L’unica via possibile, anche per noi, per uscire da ogni ambiguità e contraddizione è quella di riconoscerci figlie e figli sempre amati e chiamati, “un invito amoroso alla vita”.
“Figli nel Figlio”, assumendo il suo modo di essere e di esprimersi come tale fino in fondo, o meglio fino “al fondo” dove siamo noi e dove giace gran parte dell’umanità. Qui possiamo tutti sentirci concordi e unanimi,sia dal punto di partenza che di arrivo, e nel Figlio Gesù ci troviamo messi al nostro posto.
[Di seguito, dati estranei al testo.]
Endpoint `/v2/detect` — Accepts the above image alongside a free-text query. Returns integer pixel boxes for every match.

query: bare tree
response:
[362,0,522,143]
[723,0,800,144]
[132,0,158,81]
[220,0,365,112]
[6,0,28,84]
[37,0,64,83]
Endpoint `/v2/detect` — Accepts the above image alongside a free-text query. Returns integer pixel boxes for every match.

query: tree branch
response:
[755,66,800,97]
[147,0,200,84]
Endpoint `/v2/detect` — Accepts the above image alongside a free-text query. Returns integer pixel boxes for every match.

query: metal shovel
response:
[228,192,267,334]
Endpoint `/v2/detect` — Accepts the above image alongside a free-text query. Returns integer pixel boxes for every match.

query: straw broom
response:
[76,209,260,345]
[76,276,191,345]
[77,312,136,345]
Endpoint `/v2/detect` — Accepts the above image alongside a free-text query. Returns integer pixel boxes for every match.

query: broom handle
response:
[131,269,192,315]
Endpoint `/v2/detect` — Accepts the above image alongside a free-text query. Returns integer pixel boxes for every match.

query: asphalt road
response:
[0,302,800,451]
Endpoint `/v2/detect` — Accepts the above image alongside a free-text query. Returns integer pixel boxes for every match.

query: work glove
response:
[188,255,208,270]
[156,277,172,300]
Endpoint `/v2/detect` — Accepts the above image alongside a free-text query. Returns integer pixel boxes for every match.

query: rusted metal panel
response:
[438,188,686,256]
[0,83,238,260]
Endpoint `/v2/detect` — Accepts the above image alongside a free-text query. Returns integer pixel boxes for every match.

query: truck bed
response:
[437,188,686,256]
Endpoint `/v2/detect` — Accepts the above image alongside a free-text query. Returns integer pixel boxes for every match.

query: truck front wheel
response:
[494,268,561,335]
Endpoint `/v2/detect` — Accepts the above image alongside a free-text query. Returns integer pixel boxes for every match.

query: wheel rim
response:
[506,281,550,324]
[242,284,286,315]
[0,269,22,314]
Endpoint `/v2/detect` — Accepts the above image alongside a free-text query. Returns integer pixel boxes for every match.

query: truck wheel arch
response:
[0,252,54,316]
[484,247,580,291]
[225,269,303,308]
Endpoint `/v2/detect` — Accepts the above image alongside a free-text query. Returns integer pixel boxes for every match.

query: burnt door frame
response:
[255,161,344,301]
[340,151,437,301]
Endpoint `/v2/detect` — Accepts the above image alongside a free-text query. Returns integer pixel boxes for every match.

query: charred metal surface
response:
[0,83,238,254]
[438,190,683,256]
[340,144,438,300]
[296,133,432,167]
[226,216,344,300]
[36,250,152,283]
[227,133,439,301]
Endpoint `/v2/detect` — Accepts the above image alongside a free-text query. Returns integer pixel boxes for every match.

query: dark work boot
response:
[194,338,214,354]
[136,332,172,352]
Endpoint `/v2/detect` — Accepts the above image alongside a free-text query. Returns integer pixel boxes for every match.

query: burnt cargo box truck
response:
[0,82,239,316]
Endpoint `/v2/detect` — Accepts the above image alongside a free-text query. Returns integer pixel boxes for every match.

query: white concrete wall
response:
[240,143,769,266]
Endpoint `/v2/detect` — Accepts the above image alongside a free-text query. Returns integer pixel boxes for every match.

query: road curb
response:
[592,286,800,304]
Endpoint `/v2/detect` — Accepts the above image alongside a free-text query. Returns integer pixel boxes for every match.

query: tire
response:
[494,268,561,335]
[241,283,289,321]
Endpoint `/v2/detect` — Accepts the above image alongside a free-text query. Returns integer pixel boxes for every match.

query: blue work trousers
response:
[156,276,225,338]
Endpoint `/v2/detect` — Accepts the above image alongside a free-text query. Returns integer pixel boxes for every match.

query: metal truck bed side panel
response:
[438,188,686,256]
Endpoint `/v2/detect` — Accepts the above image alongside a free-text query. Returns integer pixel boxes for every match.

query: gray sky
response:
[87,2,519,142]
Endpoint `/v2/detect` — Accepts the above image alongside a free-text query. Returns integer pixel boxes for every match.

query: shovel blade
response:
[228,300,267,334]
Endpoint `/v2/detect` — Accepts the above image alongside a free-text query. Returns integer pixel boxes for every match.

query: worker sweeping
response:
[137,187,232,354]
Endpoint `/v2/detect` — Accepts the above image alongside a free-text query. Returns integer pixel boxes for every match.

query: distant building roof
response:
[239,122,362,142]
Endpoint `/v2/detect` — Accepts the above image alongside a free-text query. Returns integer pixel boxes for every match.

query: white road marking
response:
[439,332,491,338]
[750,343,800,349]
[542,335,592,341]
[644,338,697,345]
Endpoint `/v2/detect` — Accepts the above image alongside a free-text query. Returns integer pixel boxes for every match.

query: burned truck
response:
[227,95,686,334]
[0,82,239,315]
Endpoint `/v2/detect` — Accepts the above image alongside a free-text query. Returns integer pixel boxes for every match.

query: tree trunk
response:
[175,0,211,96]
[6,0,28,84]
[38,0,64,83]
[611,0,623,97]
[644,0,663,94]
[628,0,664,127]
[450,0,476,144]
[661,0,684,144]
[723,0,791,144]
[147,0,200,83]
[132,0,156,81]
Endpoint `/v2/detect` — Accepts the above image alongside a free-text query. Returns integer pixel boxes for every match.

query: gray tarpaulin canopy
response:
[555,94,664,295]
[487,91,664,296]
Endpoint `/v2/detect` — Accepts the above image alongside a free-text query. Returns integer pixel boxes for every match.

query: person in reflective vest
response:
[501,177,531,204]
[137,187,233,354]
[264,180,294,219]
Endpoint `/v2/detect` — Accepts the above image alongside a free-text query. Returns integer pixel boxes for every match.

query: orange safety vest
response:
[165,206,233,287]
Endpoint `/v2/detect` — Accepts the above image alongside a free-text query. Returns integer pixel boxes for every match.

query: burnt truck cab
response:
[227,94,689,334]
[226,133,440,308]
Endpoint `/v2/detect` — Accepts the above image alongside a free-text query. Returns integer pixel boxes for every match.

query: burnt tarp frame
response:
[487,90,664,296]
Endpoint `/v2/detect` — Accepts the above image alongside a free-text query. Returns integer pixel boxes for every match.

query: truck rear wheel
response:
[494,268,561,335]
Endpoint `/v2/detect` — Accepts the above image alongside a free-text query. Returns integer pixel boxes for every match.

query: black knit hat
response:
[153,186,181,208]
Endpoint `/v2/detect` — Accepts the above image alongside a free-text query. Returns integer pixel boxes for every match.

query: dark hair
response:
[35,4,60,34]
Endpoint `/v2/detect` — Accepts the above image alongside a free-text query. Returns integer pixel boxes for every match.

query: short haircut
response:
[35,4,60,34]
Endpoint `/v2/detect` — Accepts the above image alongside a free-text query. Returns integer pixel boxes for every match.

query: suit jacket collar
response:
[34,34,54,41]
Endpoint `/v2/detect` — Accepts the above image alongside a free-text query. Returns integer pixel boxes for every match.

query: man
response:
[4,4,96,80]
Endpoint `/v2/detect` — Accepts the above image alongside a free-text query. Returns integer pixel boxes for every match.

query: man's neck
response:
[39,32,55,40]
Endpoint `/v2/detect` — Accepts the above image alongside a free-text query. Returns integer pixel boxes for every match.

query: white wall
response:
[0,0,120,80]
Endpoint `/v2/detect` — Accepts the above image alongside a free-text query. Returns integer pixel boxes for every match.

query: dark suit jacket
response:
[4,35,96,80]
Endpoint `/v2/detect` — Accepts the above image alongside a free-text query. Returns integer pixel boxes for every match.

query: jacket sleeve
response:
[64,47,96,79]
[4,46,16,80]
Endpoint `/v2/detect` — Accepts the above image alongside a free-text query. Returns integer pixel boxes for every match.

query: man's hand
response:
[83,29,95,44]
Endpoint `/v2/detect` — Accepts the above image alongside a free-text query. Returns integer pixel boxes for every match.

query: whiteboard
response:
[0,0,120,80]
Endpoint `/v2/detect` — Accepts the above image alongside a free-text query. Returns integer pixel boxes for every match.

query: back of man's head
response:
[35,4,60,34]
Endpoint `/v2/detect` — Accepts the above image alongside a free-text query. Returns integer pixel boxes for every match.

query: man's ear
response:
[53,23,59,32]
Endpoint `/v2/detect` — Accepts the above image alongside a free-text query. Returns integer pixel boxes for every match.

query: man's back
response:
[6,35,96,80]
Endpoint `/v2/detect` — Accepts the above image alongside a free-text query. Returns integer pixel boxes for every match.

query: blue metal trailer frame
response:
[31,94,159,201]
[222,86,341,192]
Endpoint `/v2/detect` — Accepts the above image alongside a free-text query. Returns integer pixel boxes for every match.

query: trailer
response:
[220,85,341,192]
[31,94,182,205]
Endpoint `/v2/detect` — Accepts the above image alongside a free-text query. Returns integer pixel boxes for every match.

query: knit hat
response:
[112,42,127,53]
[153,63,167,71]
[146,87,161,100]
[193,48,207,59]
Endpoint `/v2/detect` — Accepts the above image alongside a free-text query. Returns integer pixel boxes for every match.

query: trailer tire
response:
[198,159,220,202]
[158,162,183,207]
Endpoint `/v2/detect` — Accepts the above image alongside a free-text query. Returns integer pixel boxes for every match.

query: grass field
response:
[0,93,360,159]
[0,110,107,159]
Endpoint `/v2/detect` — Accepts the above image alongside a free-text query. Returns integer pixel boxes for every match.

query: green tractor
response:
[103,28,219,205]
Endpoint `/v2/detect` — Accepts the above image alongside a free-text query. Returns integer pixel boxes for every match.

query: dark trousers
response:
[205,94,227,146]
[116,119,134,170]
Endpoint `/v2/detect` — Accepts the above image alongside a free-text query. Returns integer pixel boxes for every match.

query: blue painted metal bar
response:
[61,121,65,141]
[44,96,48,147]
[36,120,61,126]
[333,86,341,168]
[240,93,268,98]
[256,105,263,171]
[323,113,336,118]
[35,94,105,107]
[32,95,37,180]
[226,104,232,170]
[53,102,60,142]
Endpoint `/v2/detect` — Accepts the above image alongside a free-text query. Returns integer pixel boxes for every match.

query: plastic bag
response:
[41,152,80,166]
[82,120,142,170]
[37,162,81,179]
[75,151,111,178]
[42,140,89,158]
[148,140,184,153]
Davvero Lui, “il primo” si è fatto “l’ultimo”, ma è proprio questo che permette a Dio di agire con tutta la forza del suo amore e di dare a noi la gioia di sentirci fratelli e sorelle e il conforto di condividere un amore di tenerezza compassionevole (Paolo ai cristiani di Filippi 2,1-11 / II lettura).
Roberto
Sicuramente questo vangelo mi fa riflettere sull'atteggiamento che spesso abbiamo nei nostri confronti e nei confronti degli altri. Io a giustificarmi quando il sì teorico si trasforma in no comportamentale e il giudicare il comportamento degli altri con facilità. Allora mi capita spesso di fermarmi e dirGli "che sto a dirti? Tu mi vedi e mi conosci, conosci il mio cuore e il mio pensiero meglio di come li conosco io. Sono fragile e debole e senza di Te sono capace di nulla. Lava i miei pensieri, suggerisci le mie parole, rafforza la mia volontà di seguirTi". Allora voglio seguire il suggerimento di San Paolo che dice "abbiate gli stessi sentimenti di Gesù". Lo S.S. saprà suggerirmeli per ricominciare dal fondo, senza privilegi illusori,a compiere la Sua volontà.